= Jincheng Du =

Jincheng Du is a materials scientist and academic whose work focuses on the computational and experimental study of glass, ceramic and amorphous materials. He is a University Distinguished Research Professor and chair of the Department of Materials Science and Engineering at the University of North Texas.

Du has been an editor of the Journal of the American Ceramic Society since 2020.

== Career ==
After completing his doctorate, Du worked as a postdoctoral research associate at the Pacific Northwest National Laboratory from 2004 to 2006 and later as a research associate at the University of Virginia.

Du joined the Department of Materials Science and Engineering at the University of North Texas as an assistant professor in 2007. He became an associate professor with tenure in 2012 and a professor in 2017. Between 2012 and 2019, he held administrative roles in the department's graduate program, including graduate program director and associate department chair.

Du was a Faculty Leadership Fellow of the UNT Provost Office from 2018 to 2019. In 2024, he served as interim associate dean for research in the College of Engineering, was appointed University Distinguished Research Professor, and became chair of the Department of Materials Science and Engineering.
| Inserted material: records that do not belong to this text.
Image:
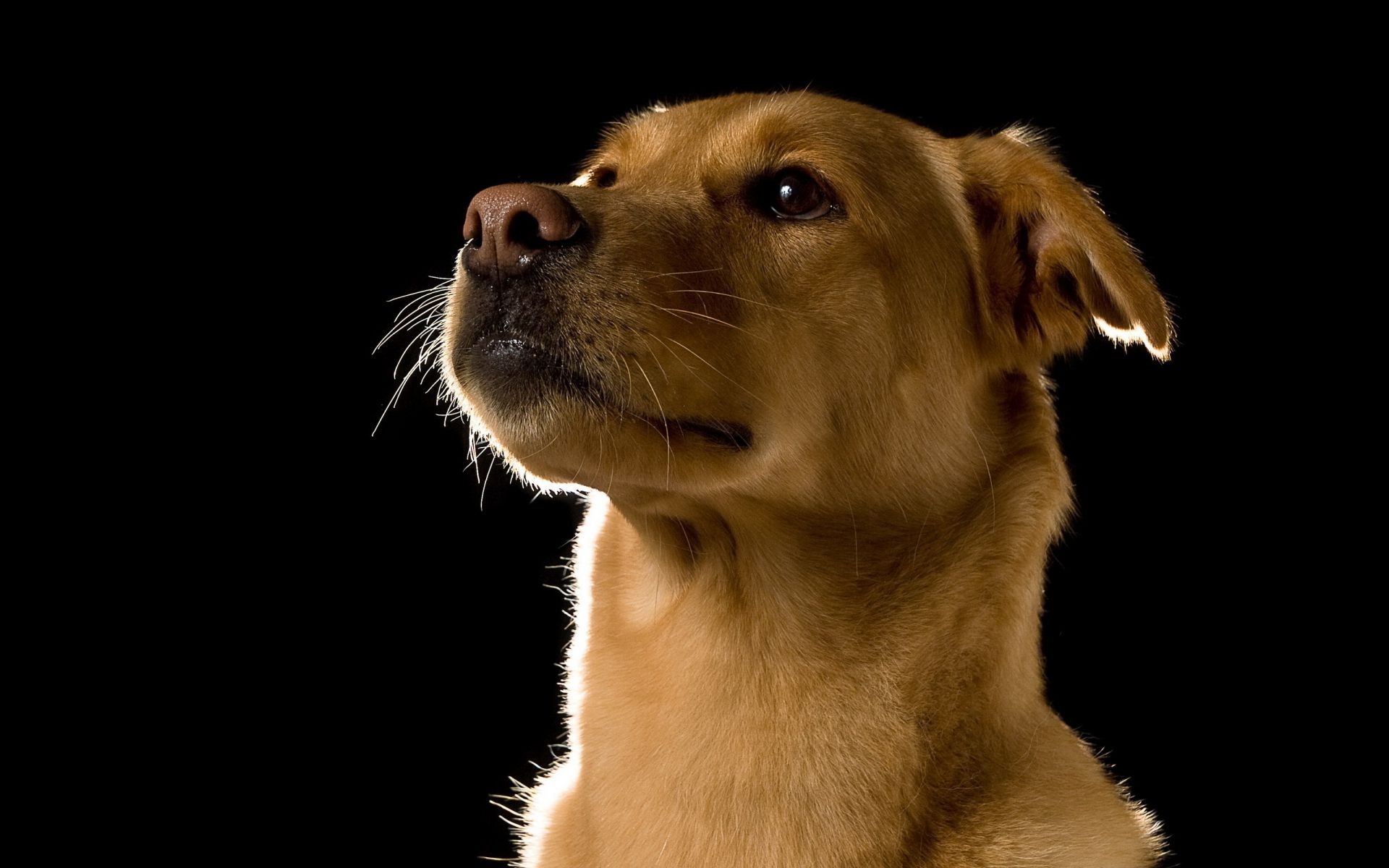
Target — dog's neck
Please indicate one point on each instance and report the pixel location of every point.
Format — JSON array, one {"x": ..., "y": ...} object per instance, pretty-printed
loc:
[{"x": 883, "y": 643}]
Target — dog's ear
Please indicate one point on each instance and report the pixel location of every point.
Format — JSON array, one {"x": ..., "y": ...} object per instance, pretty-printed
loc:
[{"x": 1050, "y": 261}]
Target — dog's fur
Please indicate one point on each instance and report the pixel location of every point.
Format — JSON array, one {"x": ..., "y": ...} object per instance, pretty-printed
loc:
[{"x": 824, "y": 475}]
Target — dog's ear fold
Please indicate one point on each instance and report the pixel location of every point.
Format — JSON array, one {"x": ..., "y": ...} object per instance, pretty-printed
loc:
[{"x": 1050, "y": 261}]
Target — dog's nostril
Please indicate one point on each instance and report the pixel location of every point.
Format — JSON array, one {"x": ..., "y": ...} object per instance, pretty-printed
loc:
[{"x": 525, "y": 231}]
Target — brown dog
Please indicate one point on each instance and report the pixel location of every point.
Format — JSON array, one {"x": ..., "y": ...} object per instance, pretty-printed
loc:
[{"x": 795, "y": 349}]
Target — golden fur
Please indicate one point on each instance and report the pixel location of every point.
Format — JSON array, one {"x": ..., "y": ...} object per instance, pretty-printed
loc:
[{"x": 820, "y": 647}]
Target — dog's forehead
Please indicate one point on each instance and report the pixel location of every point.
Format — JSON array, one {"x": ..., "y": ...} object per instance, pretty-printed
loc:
[{"x": 753, "y": 128}]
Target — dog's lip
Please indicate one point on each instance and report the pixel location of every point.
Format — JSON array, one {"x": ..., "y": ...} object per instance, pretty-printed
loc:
[
  {"x": 717, "y": 433},
  {"x": 724, "y": 434}
]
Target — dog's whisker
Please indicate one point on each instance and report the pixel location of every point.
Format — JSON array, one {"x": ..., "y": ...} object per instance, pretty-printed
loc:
[
  {"x": 671, "y": 274},
  {"x": 710, "y": 292},
  {"x": 677, "y": 312},
  {"x": 721, "y": 374},
  {"x": 663, "y": 421}
]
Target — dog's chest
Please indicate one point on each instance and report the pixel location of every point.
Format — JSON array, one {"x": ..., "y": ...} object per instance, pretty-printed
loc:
[{"x": 700, "y": 745}]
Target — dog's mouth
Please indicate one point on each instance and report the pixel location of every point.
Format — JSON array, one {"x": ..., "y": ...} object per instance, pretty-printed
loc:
[{"x": 514, "y": 370}]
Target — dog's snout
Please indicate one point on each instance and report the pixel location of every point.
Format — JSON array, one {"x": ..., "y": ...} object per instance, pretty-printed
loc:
[{"x": 509, "y": 224}]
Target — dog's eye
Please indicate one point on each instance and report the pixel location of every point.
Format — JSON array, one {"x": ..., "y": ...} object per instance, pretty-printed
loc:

His visiting appointments have included the University of Modena and Reggio Emilia in 2014, Meiji University in 2015, and the Federal University of São Carlos in 2020, where he was a Fulbright U.S. Scholar. In 2021, he was a Gordon S. Fulcher Sabbatical Fellow at Corning Inc.

==Honors==

Du was elected a Fellow of the American Ceramic Society in 2020. In 2021, he was named a Gordon S. Fulcher Distinguished Scholar at Corning Inc. and elected a Fellow of ASM International. He was elected a Fellow of the American Association for the Advancement of Science in 2025 and received the Varshneya–Mauro–Jain Guru–Chela Travel Fund Award from the American Ceramic Society in 2026.

== Books ==
- Massobrio, Carlo; Du, Jincheng; Salmon, Philip S.; Bernasconi, Marco, eds. (2015). Molecular Dynamics Simulations of Disordered Materials: From Network Glasses to Phase-Change Memory Alloys. Springer Series in Materials Science. Vol. 215. Springer. ISBN 978-3-319-15674-3.
- Du, Jincheng; Cormack, Alastair N., eds. (2022). Atomistic Simulations of Glasses: Fundamentals and Applications. Wiley. ISBN 978-1-118-93906-2.